Семейная хроника — страница 60 из 142

Когда мама очутилась вне опасности и в спокойных условиях, она почувствовала, что не выдержит вынужденного бездействия. Продав имевшиеся у нее более или менее ценные вещи и прибегнув к займам, она собрала сумму, необходимую для дальнего путешествия, и через Гибралтар, Суэц, Цейлон, Сингапур и Японию поехала в Сибирь на розыски своего мужа.

О том, что ждало ее на этом пути, я буду говорить позднее, сейчас же скажу несколько слов о Шурике, который весною 1918 года, покинув Петроград, устремился под спасительный кров Царевщины. Существовавшие там патриархальные отношения между крестьянами и помещиками, как я уже говорила, отодвинули срок изгнания последних на целый год. До весны 1918 года половину дома все еще занимал лазарет, которым ведала большой друг семьи Юматовых врач-хирург Васильева[82] и жизнь шла в прежних, хотя и более скромных рамках.

Но летом Приволжье стало ареной боев и восстаний, и уездные власти потребовали, чтобы юматовская молодежь покинула Царевщину. Лидию Анатолиевну и ее воспитанницу Зину, которая незадолго до этого венчалась с Николаем Юматовым, крестьяне взяли на свое иждивение, выделив для них избу на деревне, а Лиза, переодевшись в брюки и гимнастерку, вместе с мужем ушла на Дон. Коля ушел на восток, а Шурик, не желая никуда «уходить», поступил на место лесного объездчика в селе Черкасском на берегу Волги.
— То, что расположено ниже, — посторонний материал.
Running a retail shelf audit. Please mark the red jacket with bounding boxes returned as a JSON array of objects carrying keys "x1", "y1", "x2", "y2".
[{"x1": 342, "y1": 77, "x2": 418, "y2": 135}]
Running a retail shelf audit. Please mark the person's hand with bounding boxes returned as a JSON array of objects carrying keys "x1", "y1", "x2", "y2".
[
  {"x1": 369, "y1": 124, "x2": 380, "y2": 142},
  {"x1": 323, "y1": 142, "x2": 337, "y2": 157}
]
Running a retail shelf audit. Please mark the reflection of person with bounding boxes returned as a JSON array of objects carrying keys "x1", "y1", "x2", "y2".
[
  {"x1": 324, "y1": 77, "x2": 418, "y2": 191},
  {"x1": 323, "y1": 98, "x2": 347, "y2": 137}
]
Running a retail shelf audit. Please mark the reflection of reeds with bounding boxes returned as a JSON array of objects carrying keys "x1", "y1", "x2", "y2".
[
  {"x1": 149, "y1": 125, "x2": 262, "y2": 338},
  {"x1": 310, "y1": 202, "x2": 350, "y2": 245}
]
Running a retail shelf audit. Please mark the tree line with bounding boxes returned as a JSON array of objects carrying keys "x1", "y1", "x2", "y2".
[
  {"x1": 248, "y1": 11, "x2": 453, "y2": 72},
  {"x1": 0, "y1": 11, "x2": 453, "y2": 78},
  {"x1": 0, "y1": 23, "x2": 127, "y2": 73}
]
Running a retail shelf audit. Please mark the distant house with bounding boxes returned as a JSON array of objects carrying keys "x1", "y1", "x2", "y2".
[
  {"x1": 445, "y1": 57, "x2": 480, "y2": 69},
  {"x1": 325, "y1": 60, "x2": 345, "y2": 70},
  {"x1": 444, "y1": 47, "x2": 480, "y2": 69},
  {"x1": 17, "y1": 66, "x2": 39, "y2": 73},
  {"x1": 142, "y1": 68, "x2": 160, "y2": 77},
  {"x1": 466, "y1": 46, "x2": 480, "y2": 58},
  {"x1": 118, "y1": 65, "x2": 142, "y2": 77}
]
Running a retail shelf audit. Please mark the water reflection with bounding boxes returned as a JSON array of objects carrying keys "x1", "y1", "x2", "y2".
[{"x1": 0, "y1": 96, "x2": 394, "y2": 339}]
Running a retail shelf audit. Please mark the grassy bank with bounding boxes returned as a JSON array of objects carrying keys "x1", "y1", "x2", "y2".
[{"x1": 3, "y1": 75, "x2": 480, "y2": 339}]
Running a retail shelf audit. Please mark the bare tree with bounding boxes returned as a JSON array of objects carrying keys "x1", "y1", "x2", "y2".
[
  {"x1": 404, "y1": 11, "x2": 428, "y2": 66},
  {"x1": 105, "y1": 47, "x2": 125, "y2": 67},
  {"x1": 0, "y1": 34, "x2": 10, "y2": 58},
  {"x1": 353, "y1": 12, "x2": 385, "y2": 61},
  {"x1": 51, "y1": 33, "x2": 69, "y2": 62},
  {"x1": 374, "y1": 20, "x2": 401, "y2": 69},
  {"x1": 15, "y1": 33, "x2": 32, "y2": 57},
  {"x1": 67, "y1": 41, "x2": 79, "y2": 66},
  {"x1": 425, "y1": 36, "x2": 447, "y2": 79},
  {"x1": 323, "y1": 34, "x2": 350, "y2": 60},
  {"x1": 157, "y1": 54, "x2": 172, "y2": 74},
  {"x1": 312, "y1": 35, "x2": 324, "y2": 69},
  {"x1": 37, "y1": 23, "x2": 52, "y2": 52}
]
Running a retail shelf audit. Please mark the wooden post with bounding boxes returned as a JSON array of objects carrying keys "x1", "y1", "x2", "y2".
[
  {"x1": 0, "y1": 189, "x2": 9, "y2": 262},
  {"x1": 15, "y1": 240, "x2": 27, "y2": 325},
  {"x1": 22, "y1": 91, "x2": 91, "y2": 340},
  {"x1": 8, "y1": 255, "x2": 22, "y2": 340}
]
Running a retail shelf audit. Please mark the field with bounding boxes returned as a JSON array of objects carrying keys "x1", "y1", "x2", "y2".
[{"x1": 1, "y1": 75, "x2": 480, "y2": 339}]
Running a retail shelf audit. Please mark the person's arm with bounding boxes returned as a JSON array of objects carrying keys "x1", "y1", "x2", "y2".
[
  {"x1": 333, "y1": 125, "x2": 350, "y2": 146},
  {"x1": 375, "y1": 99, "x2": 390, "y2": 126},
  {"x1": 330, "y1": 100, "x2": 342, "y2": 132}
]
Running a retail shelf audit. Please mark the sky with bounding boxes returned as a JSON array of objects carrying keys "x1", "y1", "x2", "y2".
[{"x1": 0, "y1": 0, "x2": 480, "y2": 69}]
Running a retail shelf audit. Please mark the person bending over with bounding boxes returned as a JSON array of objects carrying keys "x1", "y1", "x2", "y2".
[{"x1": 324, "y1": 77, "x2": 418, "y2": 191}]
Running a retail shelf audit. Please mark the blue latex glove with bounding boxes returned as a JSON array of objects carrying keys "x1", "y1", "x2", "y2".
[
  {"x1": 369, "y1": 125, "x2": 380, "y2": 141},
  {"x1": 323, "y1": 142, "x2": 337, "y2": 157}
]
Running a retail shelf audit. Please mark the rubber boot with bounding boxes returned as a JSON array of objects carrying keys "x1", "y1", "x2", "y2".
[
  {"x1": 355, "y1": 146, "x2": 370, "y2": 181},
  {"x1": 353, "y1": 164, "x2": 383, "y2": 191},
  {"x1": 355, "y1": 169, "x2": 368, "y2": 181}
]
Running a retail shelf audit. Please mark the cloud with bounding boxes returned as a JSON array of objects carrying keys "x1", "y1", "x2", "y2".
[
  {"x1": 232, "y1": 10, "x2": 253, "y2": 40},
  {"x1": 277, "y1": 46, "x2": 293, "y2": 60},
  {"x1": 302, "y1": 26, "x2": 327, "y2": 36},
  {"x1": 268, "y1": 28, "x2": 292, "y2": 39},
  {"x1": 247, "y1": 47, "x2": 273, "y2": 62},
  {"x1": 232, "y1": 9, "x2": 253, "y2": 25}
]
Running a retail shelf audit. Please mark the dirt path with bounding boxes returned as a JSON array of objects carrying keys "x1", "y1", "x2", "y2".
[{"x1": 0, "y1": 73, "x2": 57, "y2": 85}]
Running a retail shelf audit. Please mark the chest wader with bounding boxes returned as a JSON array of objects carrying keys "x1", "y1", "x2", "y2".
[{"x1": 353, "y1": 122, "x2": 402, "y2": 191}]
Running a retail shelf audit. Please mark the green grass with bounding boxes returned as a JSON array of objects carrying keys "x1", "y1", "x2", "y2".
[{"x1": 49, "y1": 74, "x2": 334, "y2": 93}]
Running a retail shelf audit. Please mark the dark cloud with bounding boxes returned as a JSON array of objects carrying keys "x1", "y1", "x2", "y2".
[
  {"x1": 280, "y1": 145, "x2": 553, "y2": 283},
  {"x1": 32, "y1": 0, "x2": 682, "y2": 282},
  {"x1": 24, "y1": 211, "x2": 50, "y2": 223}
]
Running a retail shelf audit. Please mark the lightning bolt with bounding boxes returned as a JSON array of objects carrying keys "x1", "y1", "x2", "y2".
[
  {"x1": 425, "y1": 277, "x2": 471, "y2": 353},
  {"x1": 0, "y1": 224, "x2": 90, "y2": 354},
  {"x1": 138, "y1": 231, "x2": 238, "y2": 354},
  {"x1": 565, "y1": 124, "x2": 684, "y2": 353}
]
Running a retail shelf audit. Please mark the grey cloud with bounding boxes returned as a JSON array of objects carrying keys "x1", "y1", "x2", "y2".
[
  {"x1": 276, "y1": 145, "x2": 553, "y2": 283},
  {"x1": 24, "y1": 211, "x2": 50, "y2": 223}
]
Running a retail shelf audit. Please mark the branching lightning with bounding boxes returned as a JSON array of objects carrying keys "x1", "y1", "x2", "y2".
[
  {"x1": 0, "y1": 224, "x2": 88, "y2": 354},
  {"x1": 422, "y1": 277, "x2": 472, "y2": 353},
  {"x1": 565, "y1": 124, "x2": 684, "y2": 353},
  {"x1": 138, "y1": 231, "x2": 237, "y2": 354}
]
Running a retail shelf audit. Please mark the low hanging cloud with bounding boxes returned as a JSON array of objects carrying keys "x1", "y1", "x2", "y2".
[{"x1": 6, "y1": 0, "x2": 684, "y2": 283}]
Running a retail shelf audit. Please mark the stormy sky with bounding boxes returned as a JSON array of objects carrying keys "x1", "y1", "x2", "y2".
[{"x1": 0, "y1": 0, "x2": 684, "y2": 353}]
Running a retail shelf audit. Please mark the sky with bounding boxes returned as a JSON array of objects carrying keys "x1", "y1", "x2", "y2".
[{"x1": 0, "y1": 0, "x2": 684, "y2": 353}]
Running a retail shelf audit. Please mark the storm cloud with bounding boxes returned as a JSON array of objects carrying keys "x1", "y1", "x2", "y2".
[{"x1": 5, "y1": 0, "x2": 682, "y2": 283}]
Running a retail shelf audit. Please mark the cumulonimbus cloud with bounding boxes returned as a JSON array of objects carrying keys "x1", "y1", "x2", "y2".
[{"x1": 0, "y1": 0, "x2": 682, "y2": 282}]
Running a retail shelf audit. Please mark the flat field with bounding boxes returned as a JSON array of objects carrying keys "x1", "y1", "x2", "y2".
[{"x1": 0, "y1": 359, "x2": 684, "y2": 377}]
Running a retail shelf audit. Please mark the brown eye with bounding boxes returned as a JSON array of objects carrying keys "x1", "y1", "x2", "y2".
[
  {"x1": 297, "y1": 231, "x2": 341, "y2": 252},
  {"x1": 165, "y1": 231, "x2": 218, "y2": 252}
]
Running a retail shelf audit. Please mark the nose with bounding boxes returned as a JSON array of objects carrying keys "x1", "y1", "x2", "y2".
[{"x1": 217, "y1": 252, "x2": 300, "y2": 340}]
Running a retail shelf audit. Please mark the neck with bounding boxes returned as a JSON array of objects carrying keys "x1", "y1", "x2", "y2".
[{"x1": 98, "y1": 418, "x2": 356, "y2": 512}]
Зима 1918–1919 годов оказалась для него и для Татьянки очень трудной — жили в избе у грубых людей. Татьянка безропотно полоскала белье в проруби, отчего руки у нее покрылись трещинами, но хозяйничала неумело. Шурик на работе простудился, заболел фурункулезом, стал раздражительным и, к стыду его надо признать, подчас вымещал свое плохое настроение на жене. Татьяна кротко переносила тяготы жизни и, будучи от природы хорошей матерью, уделяла много забот Алику, росшему хорошеньким, но слабым ребенком.

В 1919 году Шурику предложили должность заведующего музеем в Вольске. Это было ступенью к улучшению положения, но тут наступил голод 1921 года, который особенно ощутили в Поволжье. Когда и это кое-как пережили, сказалась естественная тяга к Петрограду, и весной 1922 года можно было видеть, как Шурик, наш элегантный Шурик, в ватной фуфайке шагает по пустынному Невскому и толкает ручную тележку с вещами и сидящим поверх них Аликом.
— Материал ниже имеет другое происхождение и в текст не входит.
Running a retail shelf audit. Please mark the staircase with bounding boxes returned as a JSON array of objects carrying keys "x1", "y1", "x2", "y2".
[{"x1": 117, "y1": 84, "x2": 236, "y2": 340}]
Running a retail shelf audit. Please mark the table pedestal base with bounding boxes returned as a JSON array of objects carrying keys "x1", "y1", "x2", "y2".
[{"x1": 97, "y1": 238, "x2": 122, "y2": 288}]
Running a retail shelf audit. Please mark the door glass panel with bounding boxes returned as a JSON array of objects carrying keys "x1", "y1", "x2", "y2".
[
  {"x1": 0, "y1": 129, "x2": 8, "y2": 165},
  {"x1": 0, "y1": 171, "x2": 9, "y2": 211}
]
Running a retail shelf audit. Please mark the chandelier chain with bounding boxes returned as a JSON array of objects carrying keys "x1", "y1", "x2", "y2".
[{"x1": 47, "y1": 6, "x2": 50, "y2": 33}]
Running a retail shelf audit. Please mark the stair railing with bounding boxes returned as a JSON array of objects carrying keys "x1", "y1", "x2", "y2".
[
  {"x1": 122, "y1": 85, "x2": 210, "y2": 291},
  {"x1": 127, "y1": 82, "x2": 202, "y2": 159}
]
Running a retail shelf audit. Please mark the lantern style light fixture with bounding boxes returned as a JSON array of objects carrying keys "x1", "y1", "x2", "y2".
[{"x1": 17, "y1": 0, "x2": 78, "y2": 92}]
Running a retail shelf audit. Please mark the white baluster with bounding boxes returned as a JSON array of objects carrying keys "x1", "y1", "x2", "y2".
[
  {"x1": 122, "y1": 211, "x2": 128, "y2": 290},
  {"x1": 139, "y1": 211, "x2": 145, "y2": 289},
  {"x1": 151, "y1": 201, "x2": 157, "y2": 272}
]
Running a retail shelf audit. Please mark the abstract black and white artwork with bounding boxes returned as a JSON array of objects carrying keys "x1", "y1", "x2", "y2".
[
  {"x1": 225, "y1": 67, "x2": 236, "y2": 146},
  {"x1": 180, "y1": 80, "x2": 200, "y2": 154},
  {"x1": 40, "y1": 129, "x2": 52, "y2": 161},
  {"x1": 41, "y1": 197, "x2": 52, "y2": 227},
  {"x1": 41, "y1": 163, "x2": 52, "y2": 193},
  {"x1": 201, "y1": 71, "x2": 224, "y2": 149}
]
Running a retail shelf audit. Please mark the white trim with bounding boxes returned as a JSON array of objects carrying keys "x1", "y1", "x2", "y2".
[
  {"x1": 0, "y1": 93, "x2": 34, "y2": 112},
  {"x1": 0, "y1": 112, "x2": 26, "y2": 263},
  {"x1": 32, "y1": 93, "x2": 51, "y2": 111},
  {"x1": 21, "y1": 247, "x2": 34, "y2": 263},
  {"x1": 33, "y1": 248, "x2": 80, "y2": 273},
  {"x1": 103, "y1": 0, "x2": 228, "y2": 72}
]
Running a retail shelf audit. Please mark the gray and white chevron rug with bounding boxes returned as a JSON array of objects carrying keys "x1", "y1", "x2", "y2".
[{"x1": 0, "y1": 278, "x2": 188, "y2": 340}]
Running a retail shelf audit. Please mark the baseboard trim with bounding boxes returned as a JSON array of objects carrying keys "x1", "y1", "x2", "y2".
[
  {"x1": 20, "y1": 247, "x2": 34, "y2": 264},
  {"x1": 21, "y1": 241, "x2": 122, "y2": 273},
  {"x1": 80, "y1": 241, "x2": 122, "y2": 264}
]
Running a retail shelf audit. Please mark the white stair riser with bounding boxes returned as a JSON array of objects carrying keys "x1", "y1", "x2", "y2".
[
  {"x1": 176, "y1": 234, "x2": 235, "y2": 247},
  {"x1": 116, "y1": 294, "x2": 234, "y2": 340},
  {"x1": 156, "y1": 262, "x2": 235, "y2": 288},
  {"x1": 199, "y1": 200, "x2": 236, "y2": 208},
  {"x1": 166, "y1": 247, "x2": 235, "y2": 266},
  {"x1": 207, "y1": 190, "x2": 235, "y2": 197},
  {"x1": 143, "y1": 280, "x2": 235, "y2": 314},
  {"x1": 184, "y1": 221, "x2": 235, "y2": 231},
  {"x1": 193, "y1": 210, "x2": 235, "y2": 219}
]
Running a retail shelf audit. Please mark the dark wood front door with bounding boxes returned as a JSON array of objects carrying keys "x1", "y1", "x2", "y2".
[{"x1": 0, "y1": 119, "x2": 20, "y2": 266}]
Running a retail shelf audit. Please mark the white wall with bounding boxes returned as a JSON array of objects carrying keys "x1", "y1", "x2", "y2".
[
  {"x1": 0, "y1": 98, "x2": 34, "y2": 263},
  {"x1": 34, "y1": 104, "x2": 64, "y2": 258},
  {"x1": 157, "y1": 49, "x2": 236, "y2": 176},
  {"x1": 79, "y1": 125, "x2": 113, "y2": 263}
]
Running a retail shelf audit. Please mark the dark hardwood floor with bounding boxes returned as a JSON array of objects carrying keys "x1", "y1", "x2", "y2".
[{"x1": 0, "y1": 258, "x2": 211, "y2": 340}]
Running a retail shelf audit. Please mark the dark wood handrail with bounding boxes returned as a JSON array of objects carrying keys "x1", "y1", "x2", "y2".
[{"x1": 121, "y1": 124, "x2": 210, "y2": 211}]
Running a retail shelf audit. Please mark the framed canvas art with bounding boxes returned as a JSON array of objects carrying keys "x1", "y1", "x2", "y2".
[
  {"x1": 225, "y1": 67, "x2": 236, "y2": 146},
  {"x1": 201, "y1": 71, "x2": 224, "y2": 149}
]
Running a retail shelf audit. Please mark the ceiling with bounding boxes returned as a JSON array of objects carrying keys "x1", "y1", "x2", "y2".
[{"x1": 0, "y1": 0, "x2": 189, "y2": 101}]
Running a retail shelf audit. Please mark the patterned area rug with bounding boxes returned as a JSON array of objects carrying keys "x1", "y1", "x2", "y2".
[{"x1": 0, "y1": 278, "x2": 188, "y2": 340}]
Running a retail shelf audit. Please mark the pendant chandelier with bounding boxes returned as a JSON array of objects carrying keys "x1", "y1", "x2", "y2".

Приехали молодые Сиверсы сначала на Миллионную к отцу, но вскоре нашли на Большой Дворянской квартиру, которую удалось обставить частью сохранившихся от «периода расцвета» вещей. О том, как я встретилась с братом летом 1923 года и что представлял собой Петроград того времени, я буду говорить позднее. Теперь же мне предстоит вкратце описать, как я провела козельский период своей жизни.

В Козельске

Заведующим фермой Козельского земотдела, делопроизводителем которой мне предстояло быть, оказался некто Федор Федорович Телегин, бесцветный человек небольшого роста, одетый в русскую рубашку и синюю поддевку. Это был «не совсем удачный» сын бывшего управляющего хозяйством Оптиной пустыни Телегина-старшего, жившего в ту пору на покое у своей «вполне удачной» дочери Анны Федоровны, о которой речь будет впереди.
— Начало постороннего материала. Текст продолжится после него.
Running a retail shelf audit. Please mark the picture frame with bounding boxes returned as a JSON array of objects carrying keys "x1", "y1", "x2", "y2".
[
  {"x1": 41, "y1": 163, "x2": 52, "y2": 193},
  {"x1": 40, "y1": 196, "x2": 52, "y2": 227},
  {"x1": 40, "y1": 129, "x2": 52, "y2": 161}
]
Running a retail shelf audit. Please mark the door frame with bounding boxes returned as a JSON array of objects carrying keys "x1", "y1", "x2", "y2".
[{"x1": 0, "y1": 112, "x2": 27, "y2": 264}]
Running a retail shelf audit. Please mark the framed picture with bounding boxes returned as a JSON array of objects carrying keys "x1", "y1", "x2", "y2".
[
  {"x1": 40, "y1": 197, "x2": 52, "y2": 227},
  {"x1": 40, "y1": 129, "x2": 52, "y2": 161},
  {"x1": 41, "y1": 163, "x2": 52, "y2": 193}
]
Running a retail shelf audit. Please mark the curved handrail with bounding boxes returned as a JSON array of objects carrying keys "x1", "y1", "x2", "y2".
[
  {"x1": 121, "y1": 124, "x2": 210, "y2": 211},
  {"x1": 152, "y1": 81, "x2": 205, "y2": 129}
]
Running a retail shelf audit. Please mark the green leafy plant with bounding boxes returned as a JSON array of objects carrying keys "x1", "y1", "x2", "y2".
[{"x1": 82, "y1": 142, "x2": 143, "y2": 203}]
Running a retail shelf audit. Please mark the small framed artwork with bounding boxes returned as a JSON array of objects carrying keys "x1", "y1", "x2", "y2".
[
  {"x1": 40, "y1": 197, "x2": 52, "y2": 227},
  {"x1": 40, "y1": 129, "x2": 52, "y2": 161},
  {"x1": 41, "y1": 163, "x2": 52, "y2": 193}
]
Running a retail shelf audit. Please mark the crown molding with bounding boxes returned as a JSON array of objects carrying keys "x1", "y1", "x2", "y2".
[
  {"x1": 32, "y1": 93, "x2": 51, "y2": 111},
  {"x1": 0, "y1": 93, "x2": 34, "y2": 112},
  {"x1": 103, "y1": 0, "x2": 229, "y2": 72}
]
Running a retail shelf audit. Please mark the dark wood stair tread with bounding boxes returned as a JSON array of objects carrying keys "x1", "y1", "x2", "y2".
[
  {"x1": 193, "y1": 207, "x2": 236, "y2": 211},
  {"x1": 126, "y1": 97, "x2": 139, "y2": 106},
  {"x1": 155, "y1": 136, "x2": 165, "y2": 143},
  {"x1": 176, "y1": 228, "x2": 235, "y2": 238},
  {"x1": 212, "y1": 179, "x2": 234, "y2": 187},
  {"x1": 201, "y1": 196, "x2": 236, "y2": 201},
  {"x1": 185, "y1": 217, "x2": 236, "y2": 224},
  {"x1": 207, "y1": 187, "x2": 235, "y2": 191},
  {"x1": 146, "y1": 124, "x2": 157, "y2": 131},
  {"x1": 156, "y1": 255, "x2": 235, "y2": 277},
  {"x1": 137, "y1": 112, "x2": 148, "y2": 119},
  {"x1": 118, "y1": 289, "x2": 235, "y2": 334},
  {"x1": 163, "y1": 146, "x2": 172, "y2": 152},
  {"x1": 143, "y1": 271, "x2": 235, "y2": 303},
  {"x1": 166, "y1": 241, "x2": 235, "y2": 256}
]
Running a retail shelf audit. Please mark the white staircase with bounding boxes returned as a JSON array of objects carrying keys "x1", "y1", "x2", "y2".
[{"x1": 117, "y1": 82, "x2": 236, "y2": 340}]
Первым делом моего начальника стало заказать в Калуге приходно-расходную книгу и ордера, на которых по его требованию напечатали: «Козельская молочная фирма». Эта «фирма» стала и первым поводом для разногласий: Федор Федорович утверждал, что написано правильно, а я демонстративно исправляла «и» на «е». В общем же, Телегин-младший, который был типичным «никудышником», относился ко мне почтительно, а обязанности делопроизводителя были несложны, так как ферма, состоявшая из шестнадцати заморенных бывших помещичьих коров, продукции почти не давала.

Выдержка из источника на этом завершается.